Beekeeping is continually changing, reflecting changes in cropping practices and agricultural land use. Commercial honey production now requires more extensive operations than in earlier days because nectar sources are more widely scattered. Fruit and vegetable growers, pressed by increasing production costs, are becoming more aware that the quality and quantity of insect-pollinated crops can be improved by renting bees for pollination. Providing bees for pollination is hard work, but it reduces the commercial beekeeper's dependence upon honey as the main source of income. After a period of decline, interest in keeping bees in urban areas has been renewed. Bees kept in cities improve yields in home gardens and orchards. Such colonies are often good honey producers because of the diversity of flowering plants available to them.

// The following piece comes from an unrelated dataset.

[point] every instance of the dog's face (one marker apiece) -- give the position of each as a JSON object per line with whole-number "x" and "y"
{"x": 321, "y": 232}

Learning to handle and manage bees is fun. It can also be confusing because advice given by any two authorities on bees is rarely the same. Fortunately, bees will usually prosper if you make sure they always have enough hive space and enough food. By joining state and local beekeeping organizations, you can share your experiences with others and increase your pleasure from keeping bees. For young people who are interested in starting to keep bees, there are beekeeping projects in 4-H and Future Farmers of America clubs.